3番地および2番地コードの中間言語。アセンブラに変換しやすい。
BitCodeよりも低レイヤー向けであり、1命令ごとの粒度が小さい。


コンパイルの流れ


  1. clangがソースコードを読み込み、BitCodeを出力する。
    1. 字句解析、構文解析、意味解析を行い、AST形式に変換する。
    2. 要望に応じて、AST形式の解析や付加情報追加を行う。
    3. AST形式からBitCodeへ変換する。
  2. optがBitCodeを読み込み、最適化を行い、BitCodeを出力する。
    1. Moduleレベルの最適化
    2. CallGraphSCCレベルの最適化
    3. Functionレベルの最適化
    4. Loopレベルの最適化
    5. BasicBlockレベルの最適化
  3. llvm-ldがBitCodeを多数読み込む、最適化を行い、1つのBitCodeを出力する。
    1. 一つのModuleにまとめる
    2. Module内で、Link Time Optimizationを行う
  4. llcがBitCodeを読み込み、最適化を行い、アセンブラを出力する。
    1. BitCodeでの最適化および変換の前準備を行う。
    2. BitCodeから抽象SelectionDAG形式に変換する。
      1. 抽象SelectionDAG形式での最適化を行う。
      2. 抽象SelectionDAGから、ターゲットアーキテクチャ向けの具象SelectionDAG形式に変換(Legalize)する。

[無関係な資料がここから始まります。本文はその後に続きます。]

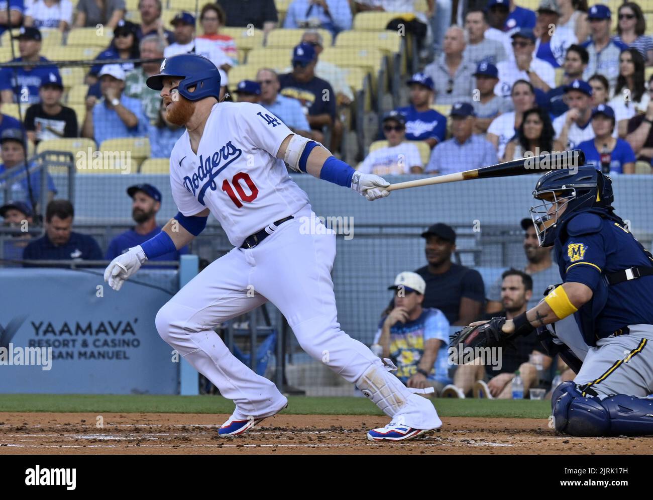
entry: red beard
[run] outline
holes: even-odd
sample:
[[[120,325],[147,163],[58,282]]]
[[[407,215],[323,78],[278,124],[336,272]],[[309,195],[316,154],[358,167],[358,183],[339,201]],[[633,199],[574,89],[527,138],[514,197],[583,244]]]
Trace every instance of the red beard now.
[[[180,95],[179,100],[166,110],[165,118],[171,124],[182,127],[188,123],[195,112],[195,103]]]

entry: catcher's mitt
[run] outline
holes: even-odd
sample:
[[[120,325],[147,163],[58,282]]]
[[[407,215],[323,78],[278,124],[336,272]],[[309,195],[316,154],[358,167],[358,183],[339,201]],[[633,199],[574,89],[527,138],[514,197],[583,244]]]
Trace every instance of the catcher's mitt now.
[[[504,323],[505,318],[492,318],[487,323],[477,326],[466,326],[456,332],[456,335],[451,336],[449,342],[451,361],[454,364],[462,365],[470,360],[469,353],[477,352],[477,348],[507,346],[513,335],[502,331]],[[472,350],[470,351],[470,349]]]

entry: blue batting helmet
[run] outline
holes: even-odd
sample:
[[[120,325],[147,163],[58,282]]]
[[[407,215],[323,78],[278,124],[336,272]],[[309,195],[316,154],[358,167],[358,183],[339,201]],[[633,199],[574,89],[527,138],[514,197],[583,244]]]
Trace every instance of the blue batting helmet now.
[[[197,54],[180,54],[166,58],[158,75],[148,78],[146,83],[153,90],[163,88],[164,76],[183,78],[179,82],[179,93],[189,101],[213,96],[220,99],[220,72],[211,61]],[[193,92],[188,89],[195,86]]]
[[[572,215],[588,208],[611,208],[614,201],[612,180],[588,165],[547,172],[537,181],[533,197],[545,202],[530,209],[541,246],[552,245],[557,228]]]

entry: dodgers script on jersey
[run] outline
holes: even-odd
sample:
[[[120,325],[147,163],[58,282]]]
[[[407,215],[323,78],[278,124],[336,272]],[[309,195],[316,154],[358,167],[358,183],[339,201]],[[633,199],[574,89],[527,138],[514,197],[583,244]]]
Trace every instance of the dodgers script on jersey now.
[[[179,211],[192,216],[209,208],[236,246],[296,213],[308,204],[308,197],[276,158],[292,133],[257,104],[215,104],[197,154],[187,131],[172,149],[170,182]]]

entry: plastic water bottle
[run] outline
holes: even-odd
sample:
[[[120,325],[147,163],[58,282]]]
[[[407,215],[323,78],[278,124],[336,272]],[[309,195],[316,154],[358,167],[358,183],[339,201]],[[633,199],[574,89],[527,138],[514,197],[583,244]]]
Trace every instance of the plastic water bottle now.
[[[524,382],[519,376],[519,371],[515,372],[515,378],[513,379],[513,399],[524,399]]]
[[[558,370],[556,372],[556,376],[553,377],[553,382],[551,382],[551,389],[555,389],[560,384],[562,383],[562,376],[560,375],[560,371]]]

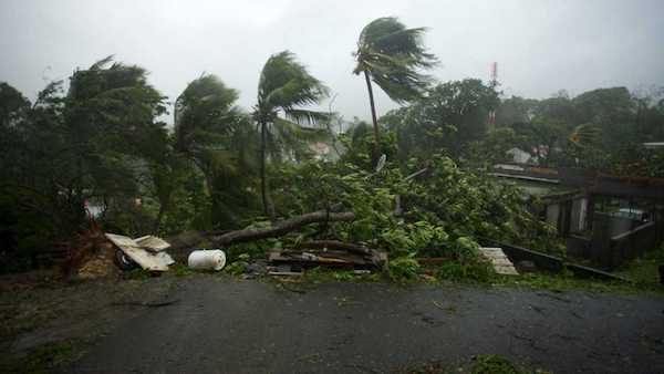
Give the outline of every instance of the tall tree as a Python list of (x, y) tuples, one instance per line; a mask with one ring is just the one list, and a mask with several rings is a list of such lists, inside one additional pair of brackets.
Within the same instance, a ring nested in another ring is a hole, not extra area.
[(175, 150), (205, 176), (215, 225), (232, 225), (247, 210), (245, 187), (256, 165), (255, 132), (237, 98), (238, 92), (215, 75), (203, 75), (175, 102)]
[[(320, 103), (328, 93), (328, 87), (309, 74), (293, 53), (283, 51), (266, 62), (253, 110), (253, 118), (260, 127), (260, 190), (266, 215), (273, 216), (266, 179), (268, 153), (272, 159), (280, 159), (284, 150), (292, 150), (295, 156), (305, 150), (307, 141), (317, 138), (321, 132), (304, 125), (325, 123), (329, 115), (302, 107)], [(279, 116), (280, 113), (283, 116)]]
[(436, 58), (424, 48), (425, 31), (425, 28), (407, 29), (398, 19), (384, 17), (369, 23), (360, 33), (353, 73), (363, 73), (366, 81), (374, 126), (374, 157), (380, 153), (380, 131), (371, 82), (397, 103), (421, 97), (430, 77), (419, 70), (430, 69), (436, 63)]

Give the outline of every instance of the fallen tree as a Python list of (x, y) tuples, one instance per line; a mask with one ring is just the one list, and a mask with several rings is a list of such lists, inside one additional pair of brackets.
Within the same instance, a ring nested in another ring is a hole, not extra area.
[(311, 224), (352, 221), (353, 219), (355, 219), (355, 214), (352, 211), (331, 212), (328, 210), (319, 210), (284, 219), (268, 228), (249, 228), (229, 231), (219, 237), (214, 237), (212, 242), (215, 246), (225, 247), (238, 242), (281, 237), (302, 226)]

      3. 具象SelectionDAG形式で、最適化を行う。
      4. 具象SelectionDAG形式で、命令の選択とスケジューリングを行う。
    3. 具象SelectionDAG形式から、MachineInstr形式に変換する。
    4. MachineInstr形式で、最適化を行う。
    5. MachineInstr形式で、レジスタ割り付けを行う。
    6. MachineInstr形式で、関数呼び出しの前後のスタック周りの処理を挿入する。
    7. MachineInstr形式で、最適化を行う。
    8. MachineInstr形式からターゲットアーキテクチャのアセンブラに変換する。